Dossier : IMM-1986-01

Référence neutre : 2002 CFPI 478

Ottawa (Ontario), le 26 avril 2002

EN PRÉSENCE DE MONSIEUR LE JUGE JOHN A. O'KEEFE

ENTRE :

                                                                JAIKARRAN UMED

                                                                                                                                                      demandeur

                                                                                   et

                      LE MINISTRE DE LA CITOYENNETÉ ET DE L'IMMIGRATION

                                                                                                                                                        défendeur

                                  MOTIFS DE L'ORDONNANCE ET ORDONNANCE

LE JUGE O'KEEFE


[1]              Il s'agit d'une demande de contrôle judiciaire fondée sur l'article 82.1 de la Loi sur l'immigration, L.R.C. (1985), ch.
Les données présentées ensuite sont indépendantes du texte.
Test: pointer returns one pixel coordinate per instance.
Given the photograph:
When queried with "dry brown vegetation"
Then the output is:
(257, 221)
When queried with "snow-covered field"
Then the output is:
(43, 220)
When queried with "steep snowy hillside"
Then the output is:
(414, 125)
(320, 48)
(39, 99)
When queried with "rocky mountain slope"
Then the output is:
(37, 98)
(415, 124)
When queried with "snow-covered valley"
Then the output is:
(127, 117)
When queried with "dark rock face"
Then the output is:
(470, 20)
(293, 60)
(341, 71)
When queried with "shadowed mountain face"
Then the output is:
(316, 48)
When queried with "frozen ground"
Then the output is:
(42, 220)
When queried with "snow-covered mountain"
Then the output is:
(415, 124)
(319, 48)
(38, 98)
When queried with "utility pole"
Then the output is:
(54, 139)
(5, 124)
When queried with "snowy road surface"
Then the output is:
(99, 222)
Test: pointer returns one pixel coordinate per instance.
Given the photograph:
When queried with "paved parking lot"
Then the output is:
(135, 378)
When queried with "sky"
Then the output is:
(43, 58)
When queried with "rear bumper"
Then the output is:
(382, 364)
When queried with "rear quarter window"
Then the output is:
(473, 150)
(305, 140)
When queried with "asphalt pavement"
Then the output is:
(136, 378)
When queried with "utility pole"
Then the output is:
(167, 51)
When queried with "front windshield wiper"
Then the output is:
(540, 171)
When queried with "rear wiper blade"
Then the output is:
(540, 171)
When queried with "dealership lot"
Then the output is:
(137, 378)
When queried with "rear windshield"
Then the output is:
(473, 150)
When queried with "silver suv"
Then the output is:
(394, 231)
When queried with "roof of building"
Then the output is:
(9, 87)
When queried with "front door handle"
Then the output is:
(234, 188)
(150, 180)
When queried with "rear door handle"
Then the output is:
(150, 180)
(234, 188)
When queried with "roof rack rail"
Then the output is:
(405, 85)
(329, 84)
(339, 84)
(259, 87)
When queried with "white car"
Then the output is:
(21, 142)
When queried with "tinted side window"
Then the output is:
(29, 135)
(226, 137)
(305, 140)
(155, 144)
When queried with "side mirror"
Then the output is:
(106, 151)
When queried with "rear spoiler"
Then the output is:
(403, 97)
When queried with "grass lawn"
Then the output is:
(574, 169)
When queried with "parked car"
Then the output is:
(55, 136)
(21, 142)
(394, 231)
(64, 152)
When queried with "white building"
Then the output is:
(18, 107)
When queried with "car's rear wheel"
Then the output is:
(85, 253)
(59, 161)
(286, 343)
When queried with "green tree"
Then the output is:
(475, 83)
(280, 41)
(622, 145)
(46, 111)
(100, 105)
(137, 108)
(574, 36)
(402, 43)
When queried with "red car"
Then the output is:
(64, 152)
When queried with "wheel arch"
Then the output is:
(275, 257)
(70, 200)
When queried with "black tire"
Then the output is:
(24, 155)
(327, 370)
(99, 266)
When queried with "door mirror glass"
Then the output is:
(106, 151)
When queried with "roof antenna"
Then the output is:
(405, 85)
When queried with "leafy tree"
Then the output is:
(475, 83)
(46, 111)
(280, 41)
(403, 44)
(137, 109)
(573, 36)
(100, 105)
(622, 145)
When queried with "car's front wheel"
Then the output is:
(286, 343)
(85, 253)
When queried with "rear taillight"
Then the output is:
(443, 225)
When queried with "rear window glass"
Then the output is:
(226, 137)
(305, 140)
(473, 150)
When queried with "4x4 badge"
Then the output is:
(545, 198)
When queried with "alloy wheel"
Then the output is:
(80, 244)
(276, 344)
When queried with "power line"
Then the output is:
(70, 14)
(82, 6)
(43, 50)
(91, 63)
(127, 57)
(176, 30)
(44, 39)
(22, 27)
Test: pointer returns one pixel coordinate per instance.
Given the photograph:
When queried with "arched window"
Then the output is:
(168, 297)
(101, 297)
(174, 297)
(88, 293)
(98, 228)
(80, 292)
I-2, à l'égard de la décision en date du 28 mars 2001 de l'agente d'immigration (l'agente d'examen CH). Dans cette décision, l'agente a refusé la demande du demandeur en vue d'obtenir, pour des considérations humanitaires (CH), une dispense de l'obligation de demander et de recevoir un visa d'immigrant avant de venir au Canada comme l'exige le paragraphe 9(1) de la Loi sur l'immigration, précitée.

[2]             Le demandeur cherche à obtenir une ordonnance annulant la décision de l'agente d'examen CH et renvoyant la question en vue d'une nouvelle décision.

Les faits àl'origine du litige

[3]                 Le demandeur, Jakiarran Umed, est un citoyen de la Guyane.

[4]                 En 1981, le demandeur a épousé Hamwattie. Le demandeur et son épouse ont eu trois enfants ensemble en Guyane, soit deux filles et un garçon, qui sont tous nés entre 1983 et 1987.

[5]                 En 1993, les deux filles du couple ont été adoptées par leurs grands-parents (soit les parents de Hamwattie). En 1995, les grands-parents ont été parrainés par leur fils afin d'immigrer au Canada. Les deux filles et la soeur d'Hamwaittie étaient couvertes par la demande de parrainage et sont venues au Canada avec les grands-parents. Les deux filles sont maintenant citoyennes du Canada.

[6]                 En 1995, le demandeur et Hamwattie ont divorcé. Au cours de son entrevue, le demandeur a dit que c'est son problème d'alcool qui a entraîné la rupture du mariage en 1995, mais il a ajouté qu'il a réglé son problème depuis ce temps.

[7]                 En 1996, Hamwaittie et le fils du couple sont venus au Canada. Hamwaittie a été parrainée par son époux canadien à l'époque, Isaac Bolan. Hamwaittie et son fils sont maintenant citoyens du Canada. Hamwaittie et M. Bolan se sont séparés en 1997 et ont finalisé leur divorce en 1998.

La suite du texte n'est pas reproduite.